Although we found that most dopamine neurons were inhibited by air puff (mildly aversive event), there was a considerable variability in the extent to which individual dopamine neurons were inhibited. Does this diversity support a functional diversity across dopamine neurons in the lateral VTA?

In a previous study, dopamine neurons in the lateral VTA exhibited neuron-to-neuron variability in the magnitude of response to a given size of reward (Eshel et al., 2016). Despite this variability in responsivity, the response functions of individual dopamine neurons were scaled versions of each other, indicating a remarkable homogeneity. One consequence of this scaled relationship is that neurons that responded strongly to a given size of reward were more greatly suppressed by reward expectation. In other words, reward expectation suppressed a neuron’s reward response in proportion to the size of its response to unexpected reward.

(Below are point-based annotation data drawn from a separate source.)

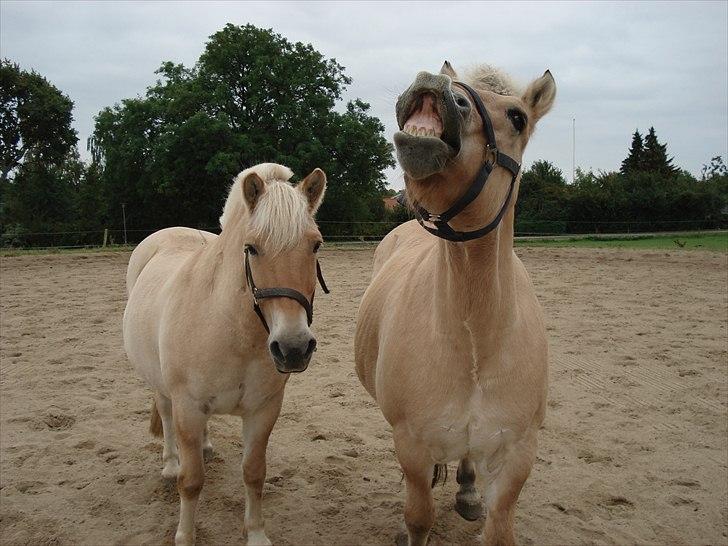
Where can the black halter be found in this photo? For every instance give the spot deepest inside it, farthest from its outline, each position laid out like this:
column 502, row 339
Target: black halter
column 440, row 221
column 262, row 293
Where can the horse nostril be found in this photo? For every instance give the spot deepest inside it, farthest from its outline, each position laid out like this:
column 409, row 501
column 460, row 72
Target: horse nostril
column 275, row 350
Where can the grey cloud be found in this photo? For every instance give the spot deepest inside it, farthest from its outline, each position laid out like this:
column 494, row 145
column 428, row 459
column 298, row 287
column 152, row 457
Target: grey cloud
column 618, row 66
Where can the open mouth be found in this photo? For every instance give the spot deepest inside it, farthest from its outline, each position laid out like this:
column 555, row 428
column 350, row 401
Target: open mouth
column 429, row 135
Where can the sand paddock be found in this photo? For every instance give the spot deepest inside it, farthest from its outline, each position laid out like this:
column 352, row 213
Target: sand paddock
column 634, row 450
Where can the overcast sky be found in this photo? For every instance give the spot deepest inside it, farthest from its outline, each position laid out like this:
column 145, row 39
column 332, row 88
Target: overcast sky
column 618, row 66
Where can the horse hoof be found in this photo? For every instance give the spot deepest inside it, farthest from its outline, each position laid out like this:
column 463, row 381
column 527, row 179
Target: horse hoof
column 401, row 539
column 469, row 511
column 184, row 539
column 258, row 538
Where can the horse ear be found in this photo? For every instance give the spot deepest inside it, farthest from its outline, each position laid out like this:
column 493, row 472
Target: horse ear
column 540, row 95
column 253, row 189
column 448, row 70
column 313, row 188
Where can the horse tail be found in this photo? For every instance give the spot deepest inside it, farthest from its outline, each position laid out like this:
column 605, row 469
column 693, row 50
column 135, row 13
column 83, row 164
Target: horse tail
column 155, row 421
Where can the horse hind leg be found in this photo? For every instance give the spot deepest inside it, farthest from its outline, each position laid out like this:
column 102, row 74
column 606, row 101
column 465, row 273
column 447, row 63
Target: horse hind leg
column 419, row 508
column 467, row 500
column 162, row 415
column 207, row 450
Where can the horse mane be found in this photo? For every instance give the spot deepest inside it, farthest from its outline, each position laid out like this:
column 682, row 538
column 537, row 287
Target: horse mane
column 281, row 215
column 485, row 76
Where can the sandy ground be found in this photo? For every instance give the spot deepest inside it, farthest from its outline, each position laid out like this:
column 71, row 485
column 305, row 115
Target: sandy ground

Does the same relationship hold for inhibitory responses to air puff? To address this question, we examined the correlation between aversion-related responses in dopamine neurons (Figure 4, Figure 4—figure supplement 1). We indeed found a similar relationship: dopamine neurons that were strongly inhibited by air puff also exhibited a larger prediction-dependent reduction of their responses to air puff (Figure 4A, Pearson’s r = 0.69, p=1.9 × 10⁻⁶). In other words, the ratio between individual dopamine neurons’ responses to unpredicted versus predicted air puff was preserved across neurons. In addition, similar to reward responses (Eshel et al., 2016), inhibitory responses to the air puff-predicting CS were correlated with prediction-dependent reduction of responses to air puff US (Figure 4B, Pearson’s r = 0.39, p=0.016). These results indicate that the response function was preserved across dopamine neurons in the case of aversive stimuli.

We next examined the relationship between responses of dopamine neurons to reward and to aversion. We compared responses of dopamine neurons to unpredicted water and unpredicted air puff (Figure 4C). We observed no obvious unique clusters across neurons, supporting the notion that there was no clear subpopulation of dopamine neurons specialized in signaling reward versus aversion in the lateral VTA. Rather, we found that most of dopamine neurons were inhibited by unpredicted aversive stimuli and excited by unpredicted rewarding stimuli. Interestingly, we did not find any negative or positive correlation of neurons’ responses to water and air puff; the proportion of the response magnitudes in response to reward versus aversion was diverse across neurons. These results indicate that although the response function either for reward prediction error or for aversion prediction error was homogeneous across dopamine neurons, these two functions were relatively independent, suggesting that different mechanisms may produce dopamine responses to reward and aversion.

Although the above results suggested that most of the dopamine neurons that we recorded from the lateral VTA were inhibited by aversive events, contrasting results were obtained in some previous studies. In monkeys, it was found that, on average, the responses to aversive stimuli were indistinguishable from responses evoked by neutral stimuli (Fiorillo, 2013). In addition, previous studies in mice (Cohen et al., 2012; Tian and Uchida, 2015) mirrored these contrasting results in VTA dopamine neurons. These results suggest that the difference between studies is not due to a species difference, raising the possibility that our task parameters altered the dopamine response.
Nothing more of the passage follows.